L'URSSAF fait grief à l'arrêt de dire n'y avoir lieu à appliquer aux salariés des groupe 1 et groupe 2 de l'association les dispositions de l'alinéa 6 de l'article D. 241-7 du code de la sécurité sociale, ces derniers ne pouvant être considérés comme des salariés à temps partiel travaillant à temps partiel ou dont la rémunération contractuelle n'est pas fixée sur la base de la durée légale, alors « qu'aux termes de l'article D. 241-7 du code de la sécurité sociale en sa rédaction issue du décret 2007-1380 du 24 septembre 2007, pour les salariés dont la rémunération contractuelle n'est pas fixée pour l'ensemble du mois considéré sur la base d'une durée hebdomadaire, ou rapportée à la durée du cycle, de 35 heures ou d'une durée annuelle de 1 607 heures, le montant mensuel du salaire minimum de croissance ainsi déterminé est corrigé à proportion de la durée de travail ou de la durée équivalente ; qu'en jugeant que, pour déterminer si la durée annuelle de 1 607 heures était atteinte, il convenait d'ajouter à la durée de travail annuelle des salariés 175 heures correspondant aux cinq semaines de congés payés quand la référence à la durée de 1 607 heures vise exclusivement le temps de travail effectif et ne saurait être comparée avec une durée du travail incluant les congés payés, la cour d'appel a violé les articles L. 241-13, L. 241-15 et D. 241-7 du code de la sécurité sociale. » Réponse de la Cour Vu les articles L. 241-13, III, et D. 241-7, I, du code de la sécurité sociale, dans leurs rédactions successivement applicables au cours de la période d'exigibilité des cotisations litigieuses ; 4.

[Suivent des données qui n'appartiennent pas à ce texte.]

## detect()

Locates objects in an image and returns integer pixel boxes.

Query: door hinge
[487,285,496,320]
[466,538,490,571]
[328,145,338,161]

Il résulte de ces textes que le salaire minimum de croissance pris en compte pour le calcul du coefficient de réduction des cotisations sur les bas salaires est calculé sur la base de la durée légale du travail ou sur la base de la durée de travail prévue au contrat si celle-ci est inférieure à la durée légale, laquelle s'entend de la durée effective de travail. 5.

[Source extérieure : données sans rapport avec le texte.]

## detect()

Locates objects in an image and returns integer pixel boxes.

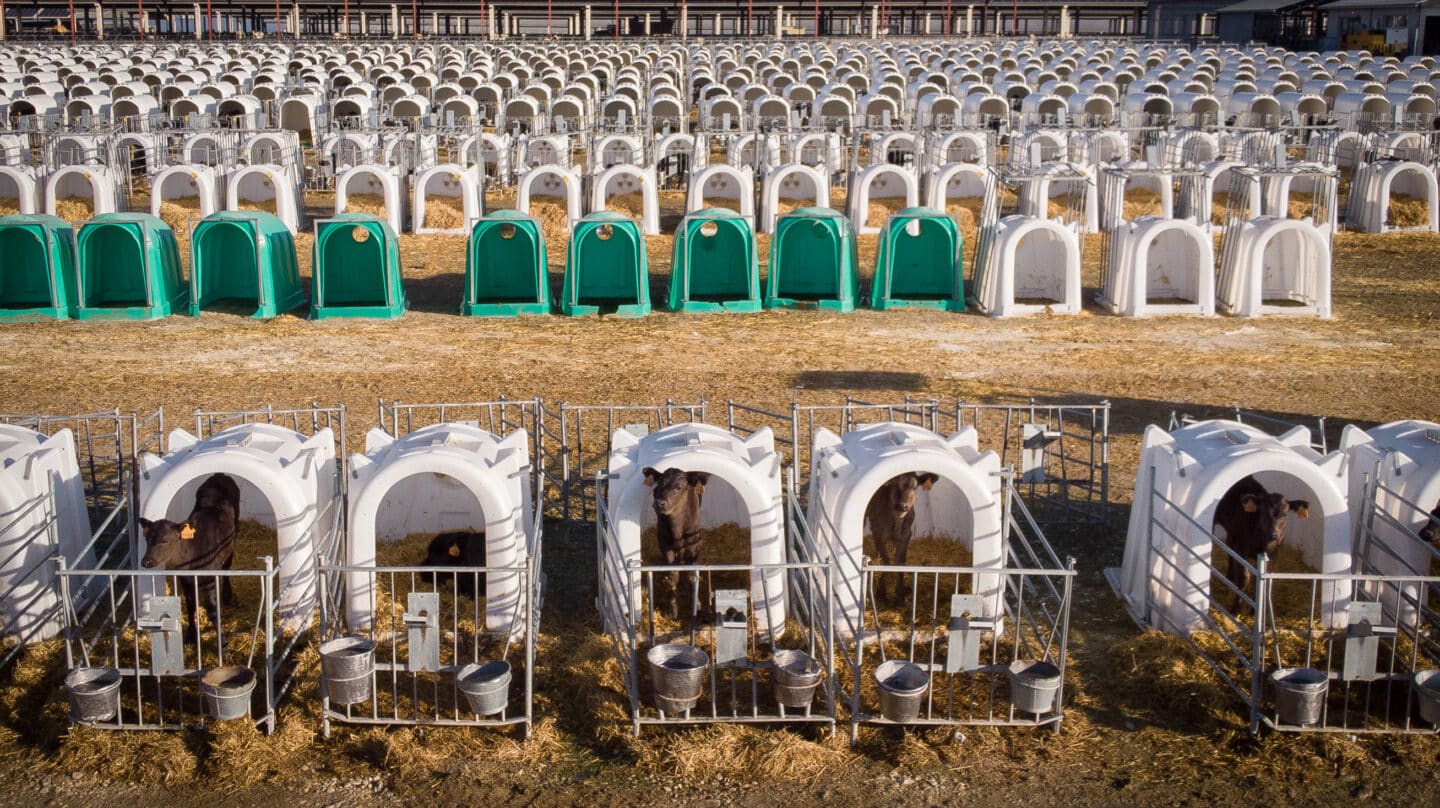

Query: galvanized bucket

Pour dire que les salariés ne pouvaient être considérés comme travaillant à temps partiel et exclure la pondération du SMIC au numérateur de la formule de calcul du coefficient de réduction, l'arrêt retient qu'il convient d'ajouter aux temps de travail effectif prévus par l'accord collectif pour les salariés des groupes 1 et 2, la durée légale des congés payés, soit cinq semaines multipliées par 35 heures, et en déduit que les contrats de travail des salariés des groupes 1 et 2 renvoyant aux dispositions de l'accord collectif d'entreprise relatif à la réduction et à l'aménagement du temps de travail du 28 juin 1999, ne prévoient pas une durée de travail inférieure à une « durée annuelle de 1 607 heures » ou « à la base de la durée légale de travail » au sens de l'article D. 241-7 du code de la sécurité sociale. 6.

En statuant ainsi, alors qu'il ressortait de ses propres constatations que la durée effective de travail fixée par l'accord collectif d'entreprise était inférieure à la durée légale du travail, la cour d'appel a violé les textes susvisés.

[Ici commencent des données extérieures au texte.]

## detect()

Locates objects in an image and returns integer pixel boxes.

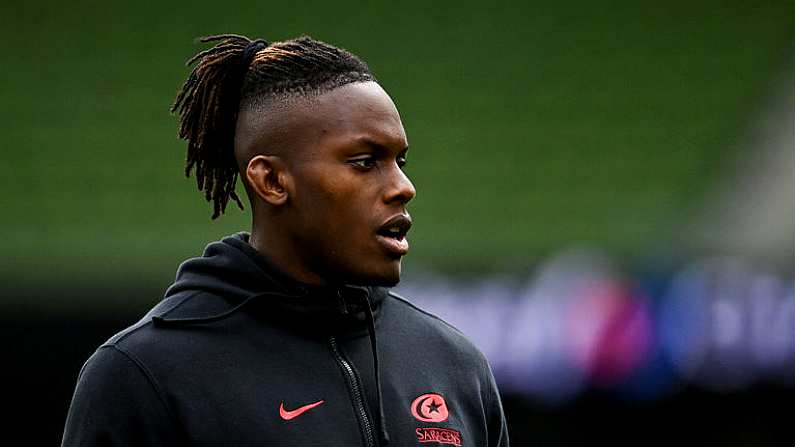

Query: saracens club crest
[411,393,461,446]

PAR CES MOTIFS, et sans qu'il y ait lieu de statuer sur les autres griefs du pourvoi, la Cour : CASSE ET ANNULE, en toutes ses dispositions, l'arrêt rendu le 29 août 2019, entre les parties, par la cour d'appel de Pau ; Remet l'affaire et les parties dans l'état où elles se trouvaient avant cet arrêt et les renvoie devant la cour d'appel de Bordeaux ; Condamne l'association ADAPEI des Pyrénées-Atlantiques aux dépens ; En application de l'article 700 du code de procédure civile, rejette la demande formée par l'association ADAPEI des Pyrénées-Atlantiques et la condamne à payer à l'URSSAF d'Aquitaine la somme de 3 000 euros ; Dit que sur les diligences du procureur général près la Cour de cassation, le présent arrêt sera transmis pour être transcrit en marge ou à la suite de l'arrêt cassé ; Ainsi fait et jugé par la Cour de cassation, deuxième chambre civile, et prononcé par le président en son audience publique du vingt-six novembre deux mille vingt.